« Un peuple qui ne retient pas les leçons de son histoire, est condamné à vivre avec les fantômes de ses propres turpitudes. Les symboles d’une nation constituent le ciment qui mobilise les citoyens vers des défis plus grands. Il faut savoir les préserver à tout prix… », conseillait un intellectuel africain interrogé par des journalistes.
A près de 79 ans, l’immense guitariste « Diamond Fingers », Sékou Bembeya Diabaté pour ne pas le nommer, la star du Bembeya Jazz National, est sur le point d’être expulsé du domicile qu’il occupe depuis 45 ans, au nom d’une opération de « récupération des biens de l’Etat », à la forme très contestable.
La décision en question n’aurait pas provoqué autant d’émoi si la plupart des personnes sommées de quitter leur domicile avaient eu le sentiment d’avoir été traitées comme elles l’auraient mérité, dans un pays pour lequel elles-mêmes ou leurs parents vivants ou décédés ont tout donné.
Au-delà du caractère « expéditif » de la sommation, il y a pourtant le fait, indéniable, que le maigre salaire accordé aux fonctionnaires ou assimilés n’a jamais permis à ceux-là qui ne comprennent pas aujourd’hui ce qui leur arrive, de s’organiser réellement pour sortir de l’état d’assistanat dans lequel la société guinéenne les a plongés.
En 64 ans d’indépendance, où sont les logements sociaux ? Où est la banque de l’habitat ? Où est le système qui permet d’amortir cette réalité qui sanctionne les fonctionnaires (ou assimilés) les plus honnêtes, ne comptant que sur leurs salaires pour survivre ?
Cette propension à vouloir tellement s’affirmer – qu’on en oublie les dégâts collatéraux causés par cette initiative de la junte militaire au pouvoir, via le patrimoine bâti public – est quand même inquiétante.
Un symbole irremplaçable comme Sékou Bembeya Diabaté, un référence pour le monde culturel, ne peut être brisé sans conséquence pour la société guinéenne. D’ailleurs, au nom de quoi et pour quel objectif devrait-on le faire ?

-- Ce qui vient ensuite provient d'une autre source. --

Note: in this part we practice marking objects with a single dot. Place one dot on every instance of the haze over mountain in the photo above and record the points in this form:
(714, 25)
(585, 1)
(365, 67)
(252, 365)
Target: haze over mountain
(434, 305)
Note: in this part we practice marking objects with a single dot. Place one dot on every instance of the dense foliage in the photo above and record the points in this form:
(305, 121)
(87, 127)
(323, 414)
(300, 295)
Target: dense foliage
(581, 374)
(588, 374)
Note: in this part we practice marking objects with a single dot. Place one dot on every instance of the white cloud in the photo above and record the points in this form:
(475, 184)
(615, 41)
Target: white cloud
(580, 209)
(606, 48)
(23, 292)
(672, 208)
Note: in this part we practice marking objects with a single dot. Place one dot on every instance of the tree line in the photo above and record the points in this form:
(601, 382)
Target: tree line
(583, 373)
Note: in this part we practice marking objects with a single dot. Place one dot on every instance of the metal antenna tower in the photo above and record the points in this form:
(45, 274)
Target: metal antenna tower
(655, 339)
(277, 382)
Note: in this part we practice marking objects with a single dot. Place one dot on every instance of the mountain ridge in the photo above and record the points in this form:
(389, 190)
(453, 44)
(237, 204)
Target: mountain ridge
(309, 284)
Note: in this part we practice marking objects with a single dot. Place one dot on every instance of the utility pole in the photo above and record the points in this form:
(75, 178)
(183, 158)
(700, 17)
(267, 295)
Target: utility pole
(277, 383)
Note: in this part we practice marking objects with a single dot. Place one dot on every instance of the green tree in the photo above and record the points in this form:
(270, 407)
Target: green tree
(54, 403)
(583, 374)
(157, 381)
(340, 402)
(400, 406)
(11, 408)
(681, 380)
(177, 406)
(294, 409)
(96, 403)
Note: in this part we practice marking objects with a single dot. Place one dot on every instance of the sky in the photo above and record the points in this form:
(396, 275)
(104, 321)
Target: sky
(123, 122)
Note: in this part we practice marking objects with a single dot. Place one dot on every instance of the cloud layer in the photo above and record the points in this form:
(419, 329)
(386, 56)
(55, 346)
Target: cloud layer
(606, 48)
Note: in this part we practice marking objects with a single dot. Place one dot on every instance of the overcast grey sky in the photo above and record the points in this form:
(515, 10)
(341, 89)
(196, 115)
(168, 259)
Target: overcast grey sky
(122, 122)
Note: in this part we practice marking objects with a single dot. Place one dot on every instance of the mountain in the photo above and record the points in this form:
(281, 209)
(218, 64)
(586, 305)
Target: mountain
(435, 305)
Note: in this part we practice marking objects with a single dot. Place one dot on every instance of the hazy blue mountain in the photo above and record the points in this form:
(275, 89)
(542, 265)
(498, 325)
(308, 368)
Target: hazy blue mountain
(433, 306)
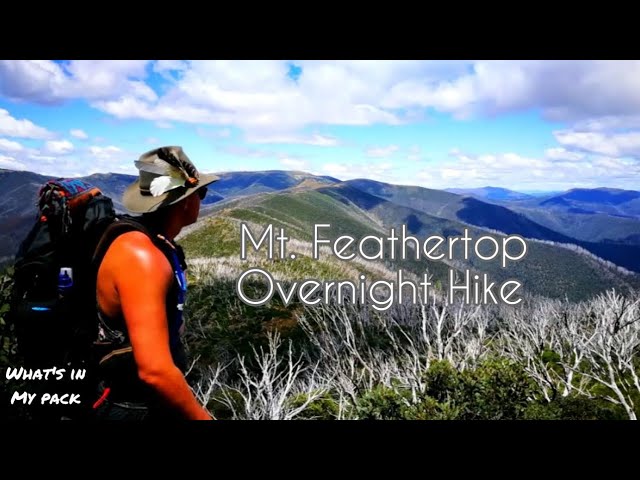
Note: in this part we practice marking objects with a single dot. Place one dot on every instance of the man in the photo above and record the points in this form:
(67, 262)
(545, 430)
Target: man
(140, 293)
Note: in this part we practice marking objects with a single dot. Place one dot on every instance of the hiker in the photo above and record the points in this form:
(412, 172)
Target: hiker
(140, 295)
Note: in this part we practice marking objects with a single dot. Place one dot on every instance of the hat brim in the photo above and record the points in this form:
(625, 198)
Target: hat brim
(136, 202)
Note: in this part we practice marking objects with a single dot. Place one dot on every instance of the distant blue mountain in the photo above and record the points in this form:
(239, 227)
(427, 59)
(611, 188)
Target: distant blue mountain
(490, 193)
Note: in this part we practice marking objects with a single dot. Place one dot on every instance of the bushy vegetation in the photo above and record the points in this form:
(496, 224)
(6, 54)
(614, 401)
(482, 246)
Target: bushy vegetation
(546, 360)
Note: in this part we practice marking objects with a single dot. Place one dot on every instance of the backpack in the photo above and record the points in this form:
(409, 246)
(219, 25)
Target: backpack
(53, 304)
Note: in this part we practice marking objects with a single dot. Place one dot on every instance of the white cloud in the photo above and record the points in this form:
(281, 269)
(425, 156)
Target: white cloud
(77, 133)
(45, 81)
(379, 152)
(23, 128)
(260, 97)
(217, 133)
(59, 147)
(10, 146)
(561, 153)
(105, 153)
(603, 143)
(11, 163)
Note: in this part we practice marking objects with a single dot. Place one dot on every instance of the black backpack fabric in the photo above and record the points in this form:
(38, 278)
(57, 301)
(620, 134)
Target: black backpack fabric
(54, 305)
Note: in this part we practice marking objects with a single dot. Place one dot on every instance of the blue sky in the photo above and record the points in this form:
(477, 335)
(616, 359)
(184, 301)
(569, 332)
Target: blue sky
(524, 125)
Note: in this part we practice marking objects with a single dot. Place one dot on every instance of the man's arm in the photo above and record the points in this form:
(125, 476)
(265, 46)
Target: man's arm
(143, 280)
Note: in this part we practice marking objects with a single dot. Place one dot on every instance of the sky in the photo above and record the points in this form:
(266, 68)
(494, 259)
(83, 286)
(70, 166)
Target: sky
(523, 125)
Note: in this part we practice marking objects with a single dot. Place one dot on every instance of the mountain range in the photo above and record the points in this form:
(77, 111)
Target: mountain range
(578, 239)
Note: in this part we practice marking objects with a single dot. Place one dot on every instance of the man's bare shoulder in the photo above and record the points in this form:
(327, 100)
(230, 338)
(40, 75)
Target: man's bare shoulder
(135, 251)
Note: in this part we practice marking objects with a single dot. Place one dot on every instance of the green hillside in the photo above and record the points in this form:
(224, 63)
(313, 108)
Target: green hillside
(548, 269)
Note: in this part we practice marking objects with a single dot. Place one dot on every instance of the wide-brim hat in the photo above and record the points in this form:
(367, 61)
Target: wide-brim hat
(166, 176)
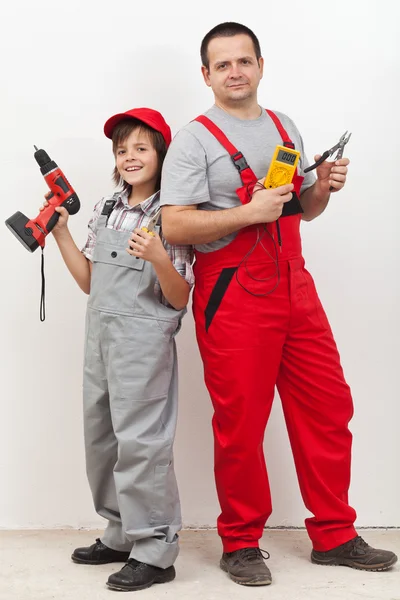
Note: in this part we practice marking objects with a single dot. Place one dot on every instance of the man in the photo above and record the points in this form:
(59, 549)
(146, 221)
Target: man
(259, 322)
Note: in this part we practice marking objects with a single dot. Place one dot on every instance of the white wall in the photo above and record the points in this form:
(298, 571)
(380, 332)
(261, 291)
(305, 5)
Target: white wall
(65, 68)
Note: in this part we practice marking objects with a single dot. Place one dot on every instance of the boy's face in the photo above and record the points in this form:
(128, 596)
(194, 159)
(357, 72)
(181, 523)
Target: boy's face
(136, 159)
(234, 73)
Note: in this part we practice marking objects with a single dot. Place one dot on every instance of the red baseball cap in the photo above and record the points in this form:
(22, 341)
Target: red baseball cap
(151, 117)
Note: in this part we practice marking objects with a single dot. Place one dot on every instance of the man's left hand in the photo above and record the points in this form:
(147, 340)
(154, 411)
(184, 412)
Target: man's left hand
(332, 174)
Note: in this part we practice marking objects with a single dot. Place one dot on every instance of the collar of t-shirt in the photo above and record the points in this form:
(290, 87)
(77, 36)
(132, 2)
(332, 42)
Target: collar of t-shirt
(147, 206)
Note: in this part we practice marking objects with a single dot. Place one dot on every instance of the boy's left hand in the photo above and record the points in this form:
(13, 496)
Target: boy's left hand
(146, 246)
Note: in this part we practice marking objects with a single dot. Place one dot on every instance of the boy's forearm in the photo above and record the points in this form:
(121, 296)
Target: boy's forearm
(76, 262)
(203, 226)
(174, 287)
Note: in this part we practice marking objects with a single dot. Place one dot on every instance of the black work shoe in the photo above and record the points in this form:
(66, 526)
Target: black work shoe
(139, 576)
(246, 566)
(356, 554)
(98, 554)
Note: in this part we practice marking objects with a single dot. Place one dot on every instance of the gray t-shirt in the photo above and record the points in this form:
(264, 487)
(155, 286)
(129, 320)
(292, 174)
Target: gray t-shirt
(198, 169)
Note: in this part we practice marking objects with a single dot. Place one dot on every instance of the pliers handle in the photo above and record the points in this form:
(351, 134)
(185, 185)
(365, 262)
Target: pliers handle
(153, 222)
(339, 147)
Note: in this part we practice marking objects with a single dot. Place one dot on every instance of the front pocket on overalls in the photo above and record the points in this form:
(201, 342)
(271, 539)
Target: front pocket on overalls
(217, 294)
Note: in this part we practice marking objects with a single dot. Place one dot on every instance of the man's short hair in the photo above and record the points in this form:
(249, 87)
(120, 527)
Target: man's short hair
(228, 29)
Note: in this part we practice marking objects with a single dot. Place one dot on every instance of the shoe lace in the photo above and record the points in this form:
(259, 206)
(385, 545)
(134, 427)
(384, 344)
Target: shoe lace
(250, 554)
(133, 563)
(360, 544)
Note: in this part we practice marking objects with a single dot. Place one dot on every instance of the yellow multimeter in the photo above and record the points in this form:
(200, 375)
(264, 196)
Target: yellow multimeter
(282, 168)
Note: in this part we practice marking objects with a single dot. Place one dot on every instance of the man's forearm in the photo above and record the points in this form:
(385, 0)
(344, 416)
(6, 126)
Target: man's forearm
(203, 226)
(313, 201)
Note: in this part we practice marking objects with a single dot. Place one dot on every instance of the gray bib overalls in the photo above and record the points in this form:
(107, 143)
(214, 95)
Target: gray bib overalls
(130, 392)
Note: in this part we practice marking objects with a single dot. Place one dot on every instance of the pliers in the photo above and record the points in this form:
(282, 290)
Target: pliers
(339, 147)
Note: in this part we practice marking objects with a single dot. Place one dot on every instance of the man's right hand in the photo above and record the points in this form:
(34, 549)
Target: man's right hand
(266, 206)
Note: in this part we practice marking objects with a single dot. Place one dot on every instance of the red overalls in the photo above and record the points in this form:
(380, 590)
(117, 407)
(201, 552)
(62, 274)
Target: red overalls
(255, 330)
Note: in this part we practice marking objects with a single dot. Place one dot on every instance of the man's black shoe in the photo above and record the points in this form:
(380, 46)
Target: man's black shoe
(98, 554)
(356, 554)
(246, 566)
(139, 576)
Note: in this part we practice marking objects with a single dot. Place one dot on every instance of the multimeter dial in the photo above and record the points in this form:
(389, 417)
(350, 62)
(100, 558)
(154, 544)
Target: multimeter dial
(282, 167)
(279, 176)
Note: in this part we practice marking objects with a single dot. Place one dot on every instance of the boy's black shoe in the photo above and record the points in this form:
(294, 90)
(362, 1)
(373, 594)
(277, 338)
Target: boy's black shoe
(356, 554)
(139, 576)
(98, 554)
(246, 566)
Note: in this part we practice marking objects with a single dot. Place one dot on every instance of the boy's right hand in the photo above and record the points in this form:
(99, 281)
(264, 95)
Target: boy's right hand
(62, 222)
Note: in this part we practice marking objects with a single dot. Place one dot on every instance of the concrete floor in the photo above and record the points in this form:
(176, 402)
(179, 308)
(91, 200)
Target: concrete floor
(36, 565)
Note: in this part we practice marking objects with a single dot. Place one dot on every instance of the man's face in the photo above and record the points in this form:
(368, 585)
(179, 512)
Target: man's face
(234, 73)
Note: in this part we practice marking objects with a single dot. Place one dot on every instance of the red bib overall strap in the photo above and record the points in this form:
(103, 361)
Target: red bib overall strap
(246, 174)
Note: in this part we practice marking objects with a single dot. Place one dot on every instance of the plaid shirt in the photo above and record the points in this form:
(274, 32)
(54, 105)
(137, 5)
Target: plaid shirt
(126, 218)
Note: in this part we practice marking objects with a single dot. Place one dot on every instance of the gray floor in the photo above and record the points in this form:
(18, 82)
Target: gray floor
(35, 565)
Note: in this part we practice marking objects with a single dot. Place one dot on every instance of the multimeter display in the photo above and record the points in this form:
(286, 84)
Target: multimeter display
(285, 156)
(282, 168)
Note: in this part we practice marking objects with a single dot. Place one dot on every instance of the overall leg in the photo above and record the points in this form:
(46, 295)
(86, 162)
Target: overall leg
(241, 352)
(144, 393)
(318, 407)
(100, 441)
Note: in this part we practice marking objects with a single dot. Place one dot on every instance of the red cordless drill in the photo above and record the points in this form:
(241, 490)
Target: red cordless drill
(32, 232)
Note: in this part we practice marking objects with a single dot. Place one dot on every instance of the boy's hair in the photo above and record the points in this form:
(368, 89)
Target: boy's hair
(228, 29)
(123, 130)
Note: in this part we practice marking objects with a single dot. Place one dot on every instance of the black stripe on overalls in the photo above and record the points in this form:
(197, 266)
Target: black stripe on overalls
(218, 293)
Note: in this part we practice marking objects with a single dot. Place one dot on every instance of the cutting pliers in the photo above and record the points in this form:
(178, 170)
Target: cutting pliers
(339, 147)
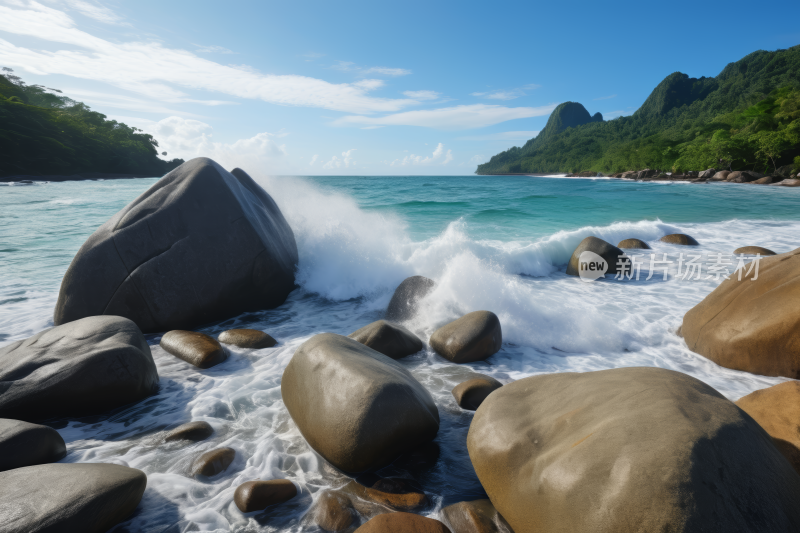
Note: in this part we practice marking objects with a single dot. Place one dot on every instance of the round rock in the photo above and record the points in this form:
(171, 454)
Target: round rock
(392, 340)
(247, 338)
(471, 393)
(473, 337)
(24, 444)
(257, 495)
(194, 347)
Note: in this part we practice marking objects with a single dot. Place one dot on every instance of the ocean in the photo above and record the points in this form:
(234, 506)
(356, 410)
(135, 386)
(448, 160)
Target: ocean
(499, 243)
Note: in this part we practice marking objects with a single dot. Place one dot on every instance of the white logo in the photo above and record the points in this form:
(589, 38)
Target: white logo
(591, 266)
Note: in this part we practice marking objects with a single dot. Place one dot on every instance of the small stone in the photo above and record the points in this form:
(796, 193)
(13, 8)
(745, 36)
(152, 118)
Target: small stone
(213, 462)
(257, 495)
(247, 338)
(193, 431)
(471, 393)
(194, 347)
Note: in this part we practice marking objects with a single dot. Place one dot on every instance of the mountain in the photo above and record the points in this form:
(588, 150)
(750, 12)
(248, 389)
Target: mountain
(746, 117)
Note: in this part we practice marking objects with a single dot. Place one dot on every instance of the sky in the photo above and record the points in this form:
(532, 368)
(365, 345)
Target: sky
(369, 88)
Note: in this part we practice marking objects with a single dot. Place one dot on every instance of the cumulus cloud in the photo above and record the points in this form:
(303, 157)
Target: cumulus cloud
(449, 118)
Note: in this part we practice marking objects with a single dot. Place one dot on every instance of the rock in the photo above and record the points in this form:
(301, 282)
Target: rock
(200, 245)
(477, 516)
(679, 238)
(333, 511)
(633, 244)
(607, 251)
(191, 431)
(402, 523)
(753, 250)
(257, 495)
(356, 407)
(777, 410)
(194, 347)
(471, 393)
(473, 337)
(407, 295)
(751, 325)
(628, 449)
(392, 340)
(85, 367)
(247, 338)
(23, 444)
(213, 462)
(85, 497)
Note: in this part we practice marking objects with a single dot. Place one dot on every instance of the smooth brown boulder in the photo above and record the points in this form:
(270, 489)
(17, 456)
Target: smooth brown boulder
(777, 410)
(247, 338)
(24, 444)
(258, 495)
(191, 431)
(478, 516)
(194, 347)
(392, 340)
(633, 244)
(471, 393)
(473, 337)
(213, 462)
(752, 324)
(402, 523)
(679, 238)
(406, 297)
(66, 498)
(753, 250)
(356, 407)
(628, 449)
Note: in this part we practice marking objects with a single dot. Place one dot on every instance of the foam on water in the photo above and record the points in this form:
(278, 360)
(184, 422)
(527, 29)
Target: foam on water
(352, 256)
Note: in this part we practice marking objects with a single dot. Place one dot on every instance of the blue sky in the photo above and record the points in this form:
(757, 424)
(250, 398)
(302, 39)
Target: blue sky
(320, 87)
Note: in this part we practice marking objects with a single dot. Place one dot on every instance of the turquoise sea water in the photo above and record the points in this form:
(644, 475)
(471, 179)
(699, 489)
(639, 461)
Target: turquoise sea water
(497, 243)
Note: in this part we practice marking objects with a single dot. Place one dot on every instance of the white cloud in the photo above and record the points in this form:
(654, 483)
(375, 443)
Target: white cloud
(439, 157)
(161, 73)
(450, 118)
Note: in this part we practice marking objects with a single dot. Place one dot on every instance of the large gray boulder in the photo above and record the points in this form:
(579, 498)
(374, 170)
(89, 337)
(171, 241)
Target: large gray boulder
(200, 245)
(356, 407)
(84, 367)
(66, 498)
(24, 444)
(629, 449)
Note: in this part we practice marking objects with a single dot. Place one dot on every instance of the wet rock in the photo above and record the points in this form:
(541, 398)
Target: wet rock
(402, 523)
(751, 325)
(403, 304)
(633, 244)
(356, 407)
(191, 431)
(88, 366)
(247, 338)
(644, 446)
(213, 462)
(777, 410)
(679, 238)
(333, 511)
(471, 393)
(257, 495)
(200, 245)
(753, 250)
(473, 337)
(194, 347)
(23, 444)
(612, 255)
(477, 516)
(392, 340)
(84, 497)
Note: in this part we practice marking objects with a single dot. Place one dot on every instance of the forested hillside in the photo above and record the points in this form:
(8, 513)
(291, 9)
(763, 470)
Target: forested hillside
(43, 132)
(748, 117)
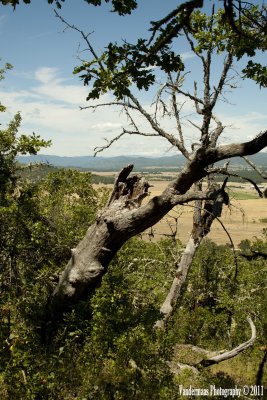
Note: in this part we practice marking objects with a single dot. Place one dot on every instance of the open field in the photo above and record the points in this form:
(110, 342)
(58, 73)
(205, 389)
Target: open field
(243, 219)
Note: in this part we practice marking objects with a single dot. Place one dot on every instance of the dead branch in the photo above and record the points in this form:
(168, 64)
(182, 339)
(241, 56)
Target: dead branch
(231, 353)
(249, 162)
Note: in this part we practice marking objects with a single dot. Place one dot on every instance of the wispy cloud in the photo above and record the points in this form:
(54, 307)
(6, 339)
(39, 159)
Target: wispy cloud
(50, 106)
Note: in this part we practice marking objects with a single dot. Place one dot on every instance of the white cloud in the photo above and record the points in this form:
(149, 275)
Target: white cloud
(50, 107)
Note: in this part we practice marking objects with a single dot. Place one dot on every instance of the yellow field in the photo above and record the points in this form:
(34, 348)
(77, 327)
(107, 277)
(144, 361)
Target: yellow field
(241, 219)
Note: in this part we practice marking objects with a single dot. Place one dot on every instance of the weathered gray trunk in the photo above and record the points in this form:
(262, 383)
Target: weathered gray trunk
(125, 216)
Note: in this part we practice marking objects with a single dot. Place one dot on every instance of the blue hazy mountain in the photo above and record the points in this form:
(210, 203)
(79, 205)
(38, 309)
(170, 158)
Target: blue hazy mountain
(140, 163)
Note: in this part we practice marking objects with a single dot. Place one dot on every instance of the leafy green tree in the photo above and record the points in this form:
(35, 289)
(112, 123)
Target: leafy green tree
(125, 69)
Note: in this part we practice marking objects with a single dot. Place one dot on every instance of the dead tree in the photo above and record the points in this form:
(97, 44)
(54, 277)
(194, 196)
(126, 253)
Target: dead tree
(125, 215)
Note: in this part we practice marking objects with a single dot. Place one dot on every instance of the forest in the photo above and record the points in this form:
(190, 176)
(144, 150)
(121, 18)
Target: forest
(90, 307)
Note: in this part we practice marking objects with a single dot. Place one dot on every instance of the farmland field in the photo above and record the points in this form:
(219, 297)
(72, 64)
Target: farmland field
(243, 219)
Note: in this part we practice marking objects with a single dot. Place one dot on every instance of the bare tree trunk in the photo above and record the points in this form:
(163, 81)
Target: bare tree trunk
(124, 217)
(202, 222)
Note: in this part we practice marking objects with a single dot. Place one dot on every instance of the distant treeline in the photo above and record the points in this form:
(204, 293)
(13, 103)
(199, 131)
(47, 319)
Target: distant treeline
(36, 172)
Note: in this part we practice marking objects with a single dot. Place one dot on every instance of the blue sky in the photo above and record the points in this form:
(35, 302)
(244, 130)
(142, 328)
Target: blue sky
(42, 86)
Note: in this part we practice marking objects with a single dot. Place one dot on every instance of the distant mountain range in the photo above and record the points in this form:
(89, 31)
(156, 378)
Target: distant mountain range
(105, 164)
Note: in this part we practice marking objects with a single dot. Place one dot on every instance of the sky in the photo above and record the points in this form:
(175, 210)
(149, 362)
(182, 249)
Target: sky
(42, 87)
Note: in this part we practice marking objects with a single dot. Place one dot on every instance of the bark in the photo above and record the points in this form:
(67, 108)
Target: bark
(202, 222)
(207, 358)
(125, 216)
(232, 353)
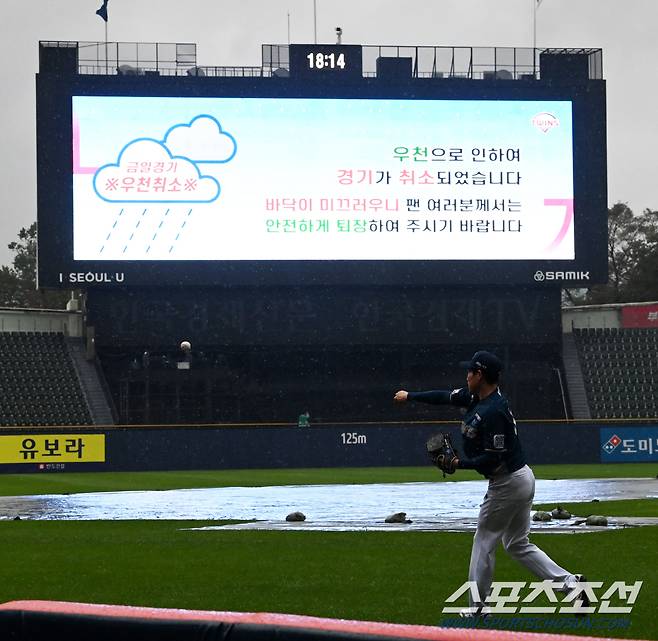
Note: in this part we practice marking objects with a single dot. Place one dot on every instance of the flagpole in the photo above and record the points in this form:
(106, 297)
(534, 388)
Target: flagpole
(106, 61)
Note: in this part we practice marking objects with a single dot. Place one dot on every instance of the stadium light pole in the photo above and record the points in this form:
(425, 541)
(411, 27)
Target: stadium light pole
(535, 5)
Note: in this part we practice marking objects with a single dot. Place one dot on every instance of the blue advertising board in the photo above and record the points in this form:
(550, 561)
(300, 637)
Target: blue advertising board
(628, 444)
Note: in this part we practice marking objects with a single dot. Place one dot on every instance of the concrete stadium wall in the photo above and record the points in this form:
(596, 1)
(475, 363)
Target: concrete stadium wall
(65, 322)
(345, 445)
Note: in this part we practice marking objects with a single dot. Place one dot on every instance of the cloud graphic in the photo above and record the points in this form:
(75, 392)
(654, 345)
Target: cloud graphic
(146, 172)
(202, 141)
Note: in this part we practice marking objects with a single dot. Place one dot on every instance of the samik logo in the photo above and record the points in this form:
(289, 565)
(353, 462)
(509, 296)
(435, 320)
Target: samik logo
(545, 121)
(541, 276)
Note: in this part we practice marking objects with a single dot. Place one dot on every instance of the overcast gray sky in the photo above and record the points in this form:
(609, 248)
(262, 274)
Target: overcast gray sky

Il est évident qu’il y a un problème qui nécessite une bonne discussion, indépendamment de la (fausse) très haute idée que certaines personnes se font d’elles-mêmes et de leur rôle dans un pays où la culture de la violence et de l’humiliation a fini par briser les personnalités les plus dignes.
Il faudra bien un jour réfléchir sur le sens de mots qui sont censés motiver l’action de tout Etat désireux de construire un vrai avenir pour ses citoyens : le bons sens et l’empathie.
Un Etat, c’est d’abord le territoire, les hommes et seulement après la force de répression. Parce que la finalité de toute action publique n’est pas d’exhiber la force brutale à ses citoyens mais de leur garantir protection et une meilleure vie, dans une démarche respectueuse de leurs droits fondamentaux.